Os srs. Vereadores também tem família. Sabem o que significa poder almoçar, ao menos aos domingos, com toda a família reunida. Também gostam de poder desfrutar da companhia dos filhos e de seus amigos, praticando esportes, estando presentes no aniversário de seus familiares. Podem estar presentes na apresentação dos filhos na escolinha, podem encontrar com seus vizinhos na associação de moradores, na igreja ou no sindicato. Podem praticar livremente seu direito a professar sua religião aos domingos. E lembro de algo que não pode ser esquecido: os comerciários também tem família.
E para proteger tal família foi elaborado o art. 6º. Da Declaração Americana dos Direitos e Deveres do Homem, de 1948: “Toda pessoa tem direito a constituir família, elemento fundamental da sociedade, e a receber proteção para ela.”
Os comerciários e comerciárias, assim como os vereadores e vereadoras, tem família. Por isso lembro dos arts 1º. e 7º. da Declaração Universal dos Direitos Humanos: “”Art. 1º Todos os homens nascem livres e iguais em dignidade e direitos. São dotados de razão e consciência e devem agir em relação uns aos outros com espírito de fraternidade.””
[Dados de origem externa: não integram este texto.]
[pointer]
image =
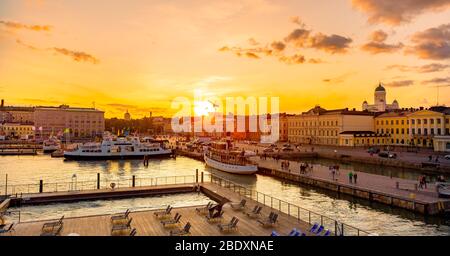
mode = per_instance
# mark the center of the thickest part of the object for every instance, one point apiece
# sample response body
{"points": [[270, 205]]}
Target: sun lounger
{"points": [[217, 216], [7, 230], [314, 227], [320, 229], [173, 221], [52, 225], [239, 206], [230, 226], [204, 210], [256, 213], [52, 232], [270, 221], [182, 232], [121, 226], [164, 214], [120, 217]]}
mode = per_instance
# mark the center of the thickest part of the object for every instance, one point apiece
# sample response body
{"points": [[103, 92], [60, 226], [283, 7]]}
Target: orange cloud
{"points": [[17, 25], [395, 12], [77, 56], [429, 68], [401, 83], [294, 59], [377, 44], [432, 43], [331, 44]]}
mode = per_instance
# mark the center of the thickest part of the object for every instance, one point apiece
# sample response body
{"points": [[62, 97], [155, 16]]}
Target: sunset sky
{"points": [[141, 54]]}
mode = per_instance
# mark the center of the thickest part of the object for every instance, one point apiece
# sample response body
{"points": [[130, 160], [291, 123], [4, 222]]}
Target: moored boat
{"points": [[117, 148], [51, 145], [220, 156]]}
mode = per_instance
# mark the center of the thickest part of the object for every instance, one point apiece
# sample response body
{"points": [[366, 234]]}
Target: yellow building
{"points": [[17, 130], [426, 124], [415, 127], [323, 127], [395, 126]]}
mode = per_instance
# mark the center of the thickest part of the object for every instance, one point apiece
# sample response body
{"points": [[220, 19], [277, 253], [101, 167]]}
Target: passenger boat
{"points": [[117, 148], [219, 155], [443, 189], [51, 145]]}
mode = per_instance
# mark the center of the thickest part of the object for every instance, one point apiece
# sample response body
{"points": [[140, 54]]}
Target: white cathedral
{"points": [[380, 102]]}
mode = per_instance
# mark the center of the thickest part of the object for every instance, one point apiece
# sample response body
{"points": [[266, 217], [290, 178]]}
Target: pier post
{"points": [[6, 186]]}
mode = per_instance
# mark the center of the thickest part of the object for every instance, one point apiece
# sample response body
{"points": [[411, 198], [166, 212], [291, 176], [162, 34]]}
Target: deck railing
{"points": [[76, 185], [338, 228]]}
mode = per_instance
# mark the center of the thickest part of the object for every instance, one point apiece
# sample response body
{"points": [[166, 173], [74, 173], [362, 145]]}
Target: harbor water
{"points": [[371, 217]]}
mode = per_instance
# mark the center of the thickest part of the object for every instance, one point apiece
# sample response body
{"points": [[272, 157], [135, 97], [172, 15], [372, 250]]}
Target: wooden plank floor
{"points": [[147, 224]]}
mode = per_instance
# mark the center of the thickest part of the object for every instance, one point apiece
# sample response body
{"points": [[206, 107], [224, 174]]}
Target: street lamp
{"points": [[74, 181]]}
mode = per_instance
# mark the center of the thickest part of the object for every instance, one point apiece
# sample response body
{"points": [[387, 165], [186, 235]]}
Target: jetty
{"points": [[397, 192], [219, 190]]}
O TRT de Santa Catarina de modo muito claro demonstrou a importância da luta dos sindicatos contra o trabalho no comércio varejista aos domingos:
“o labor nesses dias, por todas as consequências familiares, legais, sociais, religiosas etc, só pode ser admitido como exceção, nunca como regra. Como não há como os empregados se oporem, individualmente, à exigência do labor dominical, esta é uma hipótese onde a intervenção sindical é desejada e imprescindível, justificando a própria existência dos Sindicatos. (….) Assim, usando a analogia, o mesmo terá que ocorrer com o trabalho aos domingos, porque domingo é nacionalmente conhecido como dia de descanso, com exceção é claro, de algumas profissões que não tem como haver tal descanso e por isso comportam um rodízio grande de empregados, a fim de que um só não fique penalizado.
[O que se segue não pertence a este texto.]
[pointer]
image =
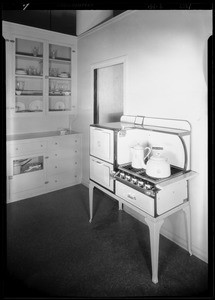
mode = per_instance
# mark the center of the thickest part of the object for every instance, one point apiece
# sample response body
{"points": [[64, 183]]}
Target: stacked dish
{"points": [[63, 75], [21, 72]]}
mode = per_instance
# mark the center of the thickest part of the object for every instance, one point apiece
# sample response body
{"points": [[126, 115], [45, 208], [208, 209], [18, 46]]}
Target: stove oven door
{"points": [[102, 143], [100, 172]]}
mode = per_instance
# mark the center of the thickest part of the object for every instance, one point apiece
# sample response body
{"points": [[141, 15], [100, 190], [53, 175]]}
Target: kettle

É muito importante que seja dado o descanso no dia de domingo, frisando a importância crucial de convivência com a família, porque todo o caos social vivido nesses tempos modernos é decorrente da desestruturação das famílias, que não mais convivem, apenas vivem sob o mesmo teto, convertendo-se o lar em mero domicílio, onde as necessidades fisiológicas são atendidas.” (TRT-SC – 101000-32.2009.5.12.0046)
Destaco outro trecho de tal sensível decisão do TRT-SC, que se aplica como uma luva à situação dos trabalhadores de municípios que implementaram o condenável trabalho aos domingos, e também tem muitas semelhanças ao debate que ocorrerá hoje na Câmara dos Vereadores:
“O trabalho em domingo assim, deve ser a exceção, inclusive a exceção que permite o convívio social, mormente em atividades de lazer e não uma generalização indevida.
Não se pode olvidar que, se fosse admitida a compensação genericamente, sem qualquer limite, poderia, teoricamente, uma família nunca se encontrar, pelos horários e dias em que cada um de seus membros trabalha, o que é incompatível até com o respeito que se deve à dignidade humana e aos valores sociais, dentre eles, a importância do núcleo familiar, como célula mater da sociedade.
Não é equânime, não é jurídico, não é aceitável que os trabalhadores tenham suprimido, de forma permanente ou sujeita ao capricho patronal, a convivência que, mormente no caso das crianças em tenra idade, afeta até a formação da personalidade.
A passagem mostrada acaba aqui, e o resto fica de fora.